Is Netanyahu So Blind?


Gilbert N. Kahn is a professor of Political Science at Kean University.

There is a letter currently being circulated on Capitol Hill by Representative Alexandria Ocasio-Cortes and a dozen other Members–as well as supported by Senator Bernie Sanders–urging Members of Congress to support the withholding of U.S. assistance to Israel if the Netanyahu Government proceeds with its proposed annexation of 30% of the West Bank. At the same more than 198 Democratic Members of the House—including Majority Leader Steny Hoyer–have signed a letter to the Israeli Prime Minister Binyamin Netanyahu calling upon him and his Government not to proceed with its planned annexation of the West Bank this July. (This followed a similar letter that circulated in the Senate previously signed by nineteen Democrats including Minority Leader Chuck Schumer.) Having been given a pseudo blessing by President Donald Trump as part of the Trump-Kushner Middle East Peace Plan, Netanyahu believed he presumably had a green light from Trump to proceed with annexation.

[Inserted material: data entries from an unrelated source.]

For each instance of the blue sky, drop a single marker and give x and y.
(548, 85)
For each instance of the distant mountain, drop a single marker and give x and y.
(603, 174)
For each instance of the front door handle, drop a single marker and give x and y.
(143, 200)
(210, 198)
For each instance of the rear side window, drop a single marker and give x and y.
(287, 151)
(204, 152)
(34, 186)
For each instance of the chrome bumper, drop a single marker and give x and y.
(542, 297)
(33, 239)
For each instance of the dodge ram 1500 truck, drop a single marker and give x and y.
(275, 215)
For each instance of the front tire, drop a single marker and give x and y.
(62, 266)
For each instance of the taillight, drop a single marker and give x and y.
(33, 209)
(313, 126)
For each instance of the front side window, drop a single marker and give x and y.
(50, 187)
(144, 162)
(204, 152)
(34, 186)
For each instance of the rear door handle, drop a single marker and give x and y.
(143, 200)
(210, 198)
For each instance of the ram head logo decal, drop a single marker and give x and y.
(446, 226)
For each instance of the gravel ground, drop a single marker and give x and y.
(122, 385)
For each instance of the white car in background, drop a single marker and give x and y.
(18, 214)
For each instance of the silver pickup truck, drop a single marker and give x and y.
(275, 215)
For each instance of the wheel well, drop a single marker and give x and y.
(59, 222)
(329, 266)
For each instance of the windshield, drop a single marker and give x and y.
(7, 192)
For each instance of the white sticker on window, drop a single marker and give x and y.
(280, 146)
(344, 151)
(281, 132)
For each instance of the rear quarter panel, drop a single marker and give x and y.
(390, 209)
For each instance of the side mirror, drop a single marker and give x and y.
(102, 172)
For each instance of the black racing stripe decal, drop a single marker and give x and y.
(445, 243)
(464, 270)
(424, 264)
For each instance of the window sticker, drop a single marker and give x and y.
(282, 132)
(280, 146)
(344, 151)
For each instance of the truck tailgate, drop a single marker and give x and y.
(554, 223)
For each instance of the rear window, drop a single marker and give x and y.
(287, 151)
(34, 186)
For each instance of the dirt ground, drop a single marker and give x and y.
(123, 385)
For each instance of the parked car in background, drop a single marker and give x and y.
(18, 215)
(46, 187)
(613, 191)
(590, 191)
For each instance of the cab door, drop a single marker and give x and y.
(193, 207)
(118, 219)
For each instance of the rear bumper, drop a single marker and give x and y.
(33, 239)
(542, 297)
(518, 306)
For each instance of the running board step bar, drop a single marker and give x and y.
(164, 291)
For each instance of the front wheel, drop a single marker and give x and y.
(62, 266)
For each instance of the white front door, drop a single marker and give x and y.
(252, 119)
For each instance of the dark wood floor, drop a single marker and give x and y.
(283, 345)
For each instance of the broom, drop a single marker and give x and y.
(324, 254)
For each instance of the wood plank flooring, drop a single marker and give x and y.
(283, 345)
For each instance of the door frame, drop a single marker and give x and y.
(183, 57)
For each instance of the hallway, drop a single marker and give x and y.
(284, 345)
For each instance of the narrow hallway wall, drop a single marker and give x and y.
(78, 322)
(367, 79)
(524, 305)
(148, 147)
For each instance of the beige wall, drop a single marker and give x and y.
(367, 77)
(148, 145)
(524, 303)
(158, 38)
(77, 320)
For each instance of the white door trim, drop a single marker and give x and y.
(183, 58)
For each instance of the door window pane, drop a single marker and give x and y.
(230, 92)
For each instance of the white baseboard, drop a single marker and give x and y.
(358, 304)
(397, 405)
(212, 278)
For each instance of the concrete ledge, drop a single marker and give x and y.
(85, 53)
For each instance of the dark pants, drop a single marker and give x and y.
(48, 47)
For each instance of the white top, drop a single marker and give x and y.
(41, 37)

The passage of the July 1 opening with no action yet, suggests that perhaps the Netanyahu Government already may be wavering on its decision. Even domestically there are many possible scenarios which are hanging over Bibi. Many Israelis, even within the settler movement, are less than enthusiastic about annexation. The larger problem other than much world-wide opposition and domestic ambivalence, is the consequences to Israel’s relations with 70% of the American Jewish community and most of the Democratic Party.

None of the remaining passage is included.